Oleh: Syifa Nailah Muazarah
Alumni Astronomi ITB
Investigasi yang dilakukan oleh Greenpeace International dan
Forensic Architecture (penelitian kolektif yang berbasis di Goldsmiths
University of London) merilis bukti visual pada Kamis, 12 November 2020 lalu
terkait dengan adanya bukti berupa video udara yang menunjukkan kesengajaan penggunaan
api untuk membuka hutan Papua yang dilakukan PT Dongin Prabhawa anak perusahaan
asal Korea Selatan bernama Korindo. Korindo masih memegang sertifikasi Forest
Stewardship Council (FSC) untuk operasi perusahaannya meskipun ditemukan
pelanggaran hukum akibat penebangan hutan yang ekstensif.
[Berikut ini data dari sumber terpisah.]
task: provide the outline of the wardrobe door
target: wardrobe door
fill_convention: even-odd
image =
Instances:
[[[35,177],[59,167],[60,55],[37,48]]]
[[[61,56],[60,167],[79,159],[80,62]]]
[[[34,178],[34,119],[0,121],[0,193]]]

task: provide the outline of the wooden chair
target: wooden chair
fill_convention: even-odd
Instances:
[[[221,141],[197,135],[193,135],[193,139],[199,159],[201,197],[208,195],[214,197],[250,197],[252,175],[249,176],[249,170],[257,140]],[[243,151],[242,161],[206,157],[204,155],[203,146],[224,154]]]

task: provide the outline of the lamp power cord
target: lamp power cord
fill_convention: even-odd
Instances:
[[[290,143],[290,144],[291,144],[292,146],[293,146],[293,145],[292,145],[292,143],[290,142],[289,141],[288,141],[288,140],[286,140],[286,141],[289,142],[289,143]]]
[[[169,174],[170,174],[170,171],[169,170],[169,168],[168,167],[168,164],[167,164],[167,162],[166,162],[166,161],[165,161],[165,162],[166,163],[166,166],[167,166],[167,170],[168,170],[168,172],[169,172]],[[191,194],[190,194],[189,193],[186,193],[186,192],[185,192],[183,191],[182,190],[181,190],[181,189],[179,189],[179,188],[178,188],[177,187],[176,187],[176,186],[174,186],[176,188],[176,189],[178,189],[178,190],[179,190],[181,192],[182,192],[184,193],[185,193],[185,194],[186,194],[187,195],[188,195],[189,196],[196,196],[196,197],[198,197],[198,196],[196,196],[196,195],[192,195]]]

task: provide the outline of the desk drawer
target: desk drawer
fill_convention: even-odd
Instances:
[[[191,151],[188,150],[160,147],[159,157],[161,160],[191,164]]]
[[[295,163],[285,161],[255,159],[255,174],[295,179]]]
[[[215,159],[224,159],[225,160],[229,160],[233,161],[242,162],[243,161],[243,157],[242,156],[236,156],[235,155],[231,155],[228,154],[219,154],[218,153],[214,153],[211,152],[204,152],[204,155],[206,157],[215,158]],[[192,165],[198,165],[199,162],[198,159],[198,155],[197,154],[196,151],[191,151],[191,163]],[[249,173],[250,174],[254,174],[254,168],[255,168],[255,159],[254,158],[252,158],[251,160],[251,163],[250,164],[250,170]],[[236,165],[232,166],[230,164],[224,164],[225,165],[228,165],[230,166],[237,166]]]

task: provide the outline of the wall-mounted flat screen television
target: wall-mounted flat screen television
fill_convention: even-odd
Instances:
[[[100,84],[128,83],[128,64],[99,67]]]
Dilansir dalam rilis resmi Greenpeace International bahwa
Korindo memiliki perkebunan kelapa sawit terbesar di Papua dan telah
menghancurkan 57.000 hektar hutan hujan di provinsi tersebut sejak 2001 (hampir
seluas Seoul). Greepeace dan Forensic Architecture menggunakan analisis spasial
untuk merekonstruksi kasus pelanggaran hak asasi manusia dan perusakan
lingkungan apakah penyebab kebakaran dapat diidentifikasi di konsesi kelapa
sawit Korindo di Papua.
Ditemukan adanya pola kebakaran yang
terjadi ialah kesengajaan, seperti yang katakan peneliti
Forensic Architecture, Samaneh Moafi bahwa,
“Jika kebakaran di konsesi Korindo terjadi
secara alami, kebakaran tidak akan teratur. Namun, pelacakan pergerakan
deforestasi dan kebakaran dari waktu ke waktu menunjukkan bahwa hal itu jelas
terjadi secara berurutan dengan mengikuti pembukaan dari arah barat ke timur
dan sebagian besar terjadi di dalam batas konsesi Korindo.”
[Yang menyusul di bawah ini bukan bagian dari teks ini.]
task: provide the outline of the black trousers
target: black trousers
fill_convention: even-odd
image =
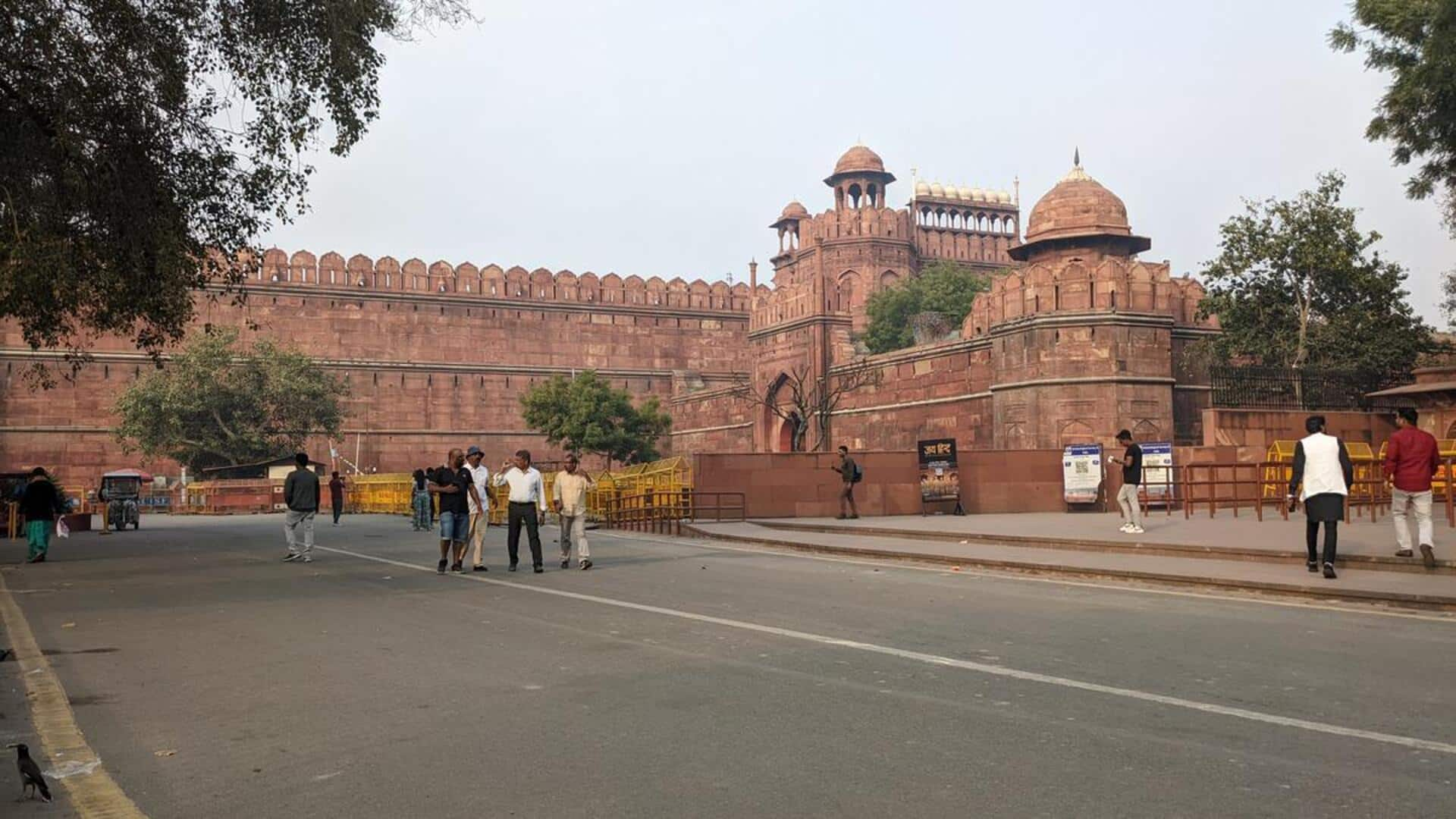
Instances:
[[[1325,563],[1335,563],[1335,538],[1340,528],[1338,520],[1325,520]],[[1315,551],[1319,542],[1319,520],[1305,522],[1305,546],[1309,549],[1309,563],[1315,563],[1319,558],[1319,552]]]
[[[511,501],[507,509],[507,535],[505,535],[505,551],[511,555],[511,565],[521,552],[521,525],[526,525],[526,539],[531,544],[531,565],[542,564],[542,535],[539,530],[540,522],[536,517],[534,503],[515,503]]]

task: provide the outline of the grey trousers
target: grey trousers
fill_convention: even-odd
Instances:
[[[1411,551],[1411,525],[1406,514],[1415,507],[1415,536],[1418,544],[1434,546],[1436,538],[1431,530],[1431,491],[1408,493],[1390,488],[1390,520],[1395,522],[1395,544],[1402,552]]]
[[[571,557],[571,545],[577,544],[577,558],[591,560],[591,549],[587,548],[587,516],[585,514],[562,514],[561,516],[561,557],[566,560]]]
[[[313,512],[288,510],[282,516],[282,535],[288,539],[288,554],[298,554],[298,541],[294,530],[303,526],[303,555],[313,554]]]
[[[1117,490],[1117,504],[1123,507],[1128,523],[1143,525],[1143,507],[1137,503],[1137,484],[1123,484],[1123,488]]]

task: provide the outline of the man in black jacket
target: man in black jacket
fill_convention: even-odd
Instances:
[[[319,477],[309,469],[309,456],[303,452],[294,456],[298,468],[288,472],[282,481],[282,501],[288,512],[282,516],[282,533],[288,539],[288,554],[284,563],[303,558],[313,563],[313,516],[319,512]],[[294,530],[303,526],[303,552],[294,539]]]
[[[31,482],[20,495],[25,535],[31,542],[31,557],[26,563],[45,563],[45,552],[51,548],[51,526],[55,525],[55,510],[60,504],[61,498],[55,494],[55,484],[45,474],[45,468],[32,469]]]

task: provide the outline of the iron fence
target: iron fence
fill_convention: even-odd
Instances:
[[[1287,367],[1210,367],[1213,407],[1224,410],[1370,410],[1370,392],[1399,379],[1367,373]]]

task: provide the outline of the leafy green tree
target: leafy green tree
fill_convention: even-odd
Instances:
[[[860,341],[871,353],[913,347],[917,315],[941,313],[951,326],[961,326],[976,294],[989,287],[990,280],[970,268],[949,261],[930,262],[909,281],[869,296],[865,303],[869,325]]]
[[[1356,0],[1353,12],[1331,47],[1364,50],[1367,68],[1390,74],[1366,138],[1392,143],[1396,165],[1420,162],[1405,192],[1439,194],[1456,235],[1456,0]]]
[[[609,465],[657,461],[657,440],[673,427],[655,396],[633,407],[630,393],[593,370],[537,383],[521,396],[521,417],[546,443],[600,455]]]
[[[99,334],[159,354],[192,291],[236,291],[256,236],[301,208],[304,152],[364,136],[376,42],[467,16],[464,0],[6,0],[0,318],[73,366]]]
[[[1342,187],[1322,173],[1313,191],[1248,201],[1219,229],[1220,254],[1200,274],[1200,313],[1223,326],[1204,342],[1213,360],[1347,370],[1374,389],[1433,348],[1405,270],[1370,249],[1380,235],[1358,230]]]
[[[191,469],[250,463],[339,436],[348,385],[272,341],[239,350],[237,331],[194,338],[116,399],[116,439],[128,452]]]

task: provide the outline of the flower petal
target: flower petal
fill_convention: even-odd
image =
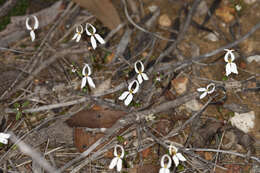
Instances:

Sekali pun pihak Korindo menepis kebenaran tuduhan pembakaran hutan dalam periode
2011-2016 di hutan Papua dalam keterangan yang tertulis nama Public
Relations Manager of Korindo Group Yulian Mohammad Riza. Korindo juga mengklaim
bahwa pemerintah setempat pun menyatakan demikian dari hasil investigasi yang
dilakukan oleh Dinas Kehutanan dan Perkebunan Kabupaten Merauke dengan Nomor
Surat 522.2/0983 bahwa pembukaan lahan dilakukan tanpa pembakaran.
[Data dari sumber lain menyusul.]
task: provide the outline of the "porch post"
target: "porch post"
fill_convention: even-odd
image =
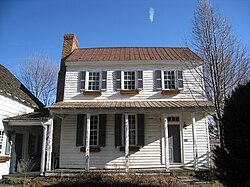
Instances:
[[[125,171],[129,171],[129,121],[128,113],[125,113]]]
[[[42,142],[40,175],[44,175],[45,171],[46,138],[47,138],[47,125],[42,122],[42,126],[43,126],[43,142]]]
[[[90,143],[90,113],[87,113],[87,129],[86,129],[86,171],[89,171],[89,143]]]
[[[52,137],[53,137],[53,120],[48,121],[48,143],[47,143],[47,157],[46,157],[46,171],[51,170],[51,153],[52,153]]]
[[[164,121],[164,139],[165,139],[165,168],[169,171],[169,145],[168,145],[168,116],[163,114]]]
[[[198,153],[197,153],[197,143],[196,143],[196,130],[195,130],[195,113],[191,114],[192,118],[192,135],[193,135],[193,156],[194,156],[194,170],[198,170]]]

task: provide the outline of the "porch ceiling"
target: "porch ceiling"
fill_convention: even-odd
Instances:
[[[81,101],[81,102],[58,102],[49,109],[164,109],[164,108],[214,108],[210,101]]]

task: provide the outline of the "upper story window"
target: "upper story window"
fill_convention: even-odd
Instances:
[[[107,72],[80,72],[80,90],[101,91],[106,90]]]
[[[88,90],[100,90],[100,73],[89,72]]]
[[[142,71],[117,71],[116,72],[117,90],[142,90],[143,72]]]
[[[176,71],[155,71],[156,90],[178,90],[183,89],[183,72]]]

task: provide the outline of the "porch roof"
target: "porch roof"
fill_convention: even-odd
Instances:
[[[196,108],[211,107],[210,101],[178,100],[178,101],[81,101],[58,102],[49,109],[100,109],[100,108]]]
[[[5,118],[4,121],[27,121],[27,120],[48,120],[50,119],[50,113],[48,109],[38,110],[22,115],[17,115],[9,118]]]

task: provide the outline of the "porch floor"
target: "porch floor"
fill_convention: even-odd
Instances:
[[[128,173],[138,175],[152,175],[152,174],[165,174],[172,176],[191,176],[197,172],[208,171],[208,167],[199,167],[199,170],[195,171],[194,167],[172,167],[170,171],[166,171],[165,168],[149,168],[149,169],[130,169]],[[105,173],[105,174],[126,174],[125,170],[112,170],[112,169],[90,169],[89,172]],[[44,176],[73,176],[75,174],[87,173],[85,169],[55,169],[52,171],[46,171]]]

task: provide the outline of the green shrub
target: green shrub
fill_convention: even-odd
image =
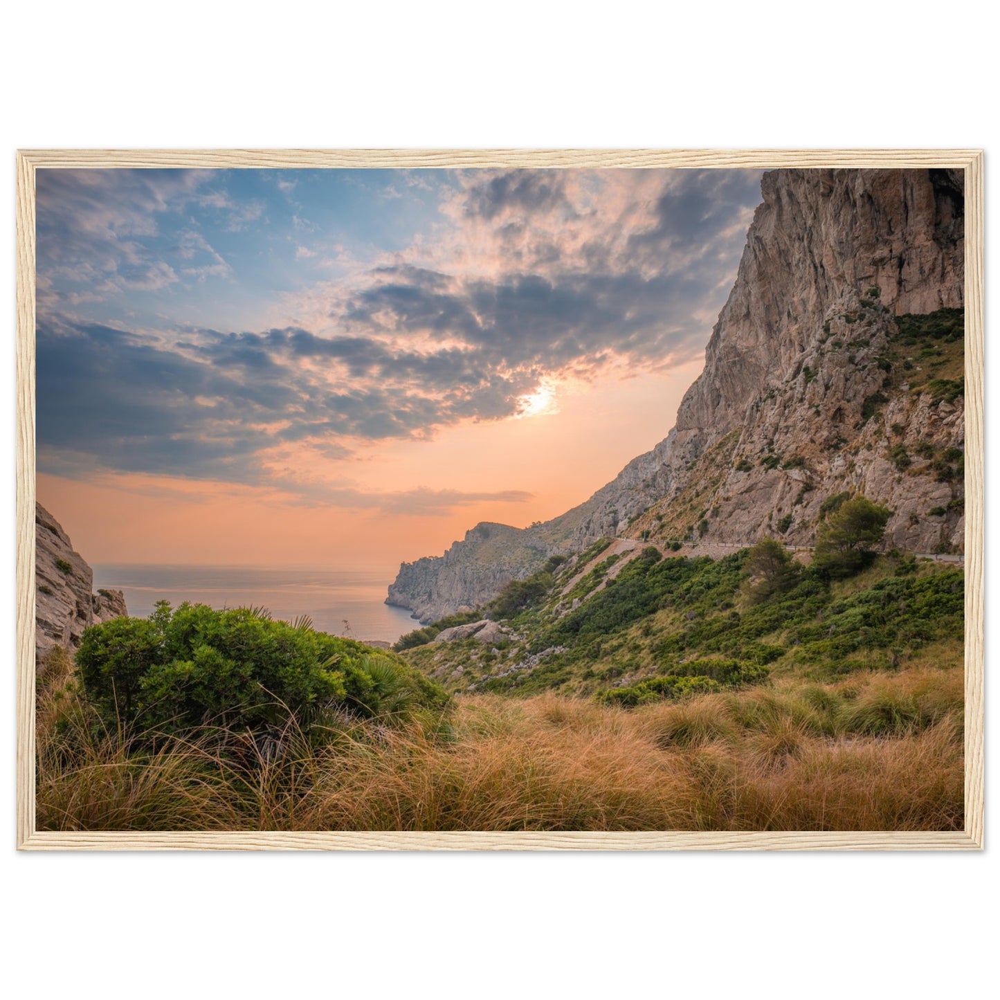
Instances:
[[[935,403],[954,403],[965,392],[965,378],[931,379],[922,391],[929,392]]]
[[[664,698],[709,694],[721,691],[722,685],[710,677],[654,677],[632,687],[606,688],[594,695],[598,704],[635,708]]]
[[[816,532],[813,567],[830,577],[851,576],[870,561],[885,533],[891,511],[867,497],[846,500]]]
[[[148,619],[86,629],[76,654],[88,700],[111,728],[182,732],[211,723],[261,731],[331,710],[360,716],[444,707],[448,696],[391,653],[273,621],[166,601]]]

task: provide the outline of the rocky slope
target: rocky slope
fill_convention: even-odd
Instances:
[[[963,307],[961,172],[781,170],[762,194],[667,438],[561,517],[404,564],[389,603],[475,607],[603,536],[807,546],[839,492],[894,510],[889,544],[961,549],[962,321],[942,312]]]
[[[35,505],[35,656],[56,646],[71,651],[83,630],[128,614],[120,590],[93,592],[94,571],[76,552],[62,525]]]

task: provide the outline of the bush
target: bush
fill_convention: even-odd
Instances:
[[[813,566],[829,577],[851,576],[870,561],[871,549],[885,533],[891,512],[867,497],[845,501],[816,532]]]
[[[266,731],[331,710],[363,717],[444,707],[448,697],[391,653],[266,612],[166,601],[148,619],[85,630],[76,654],[88,700],[111,728]]]
[[[778,526],[781,527],[780,521]],[[798,578],[798,567],[788,549],[773,538],[764,538],[750,549],[744,571],[747,579],[743,592],[751,604],[760,604],[789,590]]]
[[[598,691],[594,698],[599,705],[621,705],[635,708],[664,698],[681,698],[685,695],[709,694],[721,691],[722,685],[710,677],[654,677],[640,681],[632,687],[607,688]]]

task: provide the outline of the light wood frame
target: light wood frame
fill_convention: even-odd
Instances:
[[[53,833],[35,829],[35,171],[780,167],[965,173],[965,830],[887,833]],[[22,850],[928,850],[983,846],[983,153],[917,150],[22,150],[17,153],[17,847]]]

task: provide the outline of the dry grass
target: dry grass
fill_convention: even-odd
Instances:
[[[264,755],[205,730],[137,748],[65,664],[40,684],[38,825],[60,830],[948,830],[962,674],[786,679],[628,711],[476,696],[441,724],[345,726]]]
Bahkan Direktur Jenderal Penegakan
Hukum Kementerian
Lingkungan Hidup dan Kehutanan, Rasio Ridho Sani, kepada CNN Indonesia malah
mempertanyakan data tahun berapa yang digunakan pihak Greenpeace dan kenapa
baru dilaporkan saat ini.
Tetapi sepertinya Indonesia harus
menelan kenyataan pahit bahwa pemerintah
daerah ataupun pusat akan menunjukkan sikap tegas penegakkan hukum. Seperti
yang dikatakan Kiki Taufik, kepala Greenpeace Southeast Asia Forest campaign,
bahwa rekam jejak pemerintah justru menunjukkan kelemahan dan
ketidakkonsistenannya jika berhadapan dengan kepentingan-kepentingan bisnis
terlebih asing.
Ditambah kebijakan omnibus law yang belum lama ini disahkan
pemerintah semakin menunjukkan sikap pro pembisnis yang diberikan kepada
pemerintah. Jadi menjadi sebuah harapan kosong apabila masyarakat adat Papua
dan masyarakat Indonesia masih berharap sikap tegas pemerintah Indonesia yang
memperjuangkan hak-hak rakyatnya.
Kasus Korindo ini seharusnya menegaskan
kembali bahwa masalah pembakaran lahan yang dilakukan perusahaan asing bukan
sekadar masalah kerugian ekonomi dan
perusakan lingkungan saja. Tetapi justru merupakan satu bukti dan simbol
Indonesia hari ini semakin tercengkeram
oleh berbagai kepentingan asing. Ekonomi, lingkungan dan tentu saja ditegaskan
dengan hukum yang jelas-jelas memihak kepada siapa yang memberikan modal dan
investasi di negeri ini.
Investasi dan perusahaan asing di
Indonesia bukan diperjuangkan atas nama ekonomi Indonesia seperti yang
dinarasikan pemerintah. Akan tetapi justru sekadar kepentingan asing semata dengan
keuntungan sebesar-besarnya yang dapat dikeruk dari sumber daya alam Indonesia
sekalipun hal tersebut akan melanggar hukum yang ada. Tetapi kembali sikap
lemah dan inkonsisten pemerintah terhadap asing menegaskan cengkeraman kuat para pemodal ini mendominasi
di Indonesia.
Sehingga situasi polemik yang terjadi
di Papua tidaklah lepas dari keleluasaan asing dalam mendominasi dan menentukan
hukum dan kepentingan mereka. Slogan untuk kepentingan rakyat sekali lagi harus
mengalah dengan kepentingan asing. Menunjukkan bahwa hukum dan politik negeri
ini bukan sama sekali dari rakyat, oleh rakyat dan untuk rakyat. Melainkan
semata-mata untuk kepentingan asing dan para pemodal besar yang boleh
menentukan arah politik dan hukum seperti apa yang dilaksanakan penguasa.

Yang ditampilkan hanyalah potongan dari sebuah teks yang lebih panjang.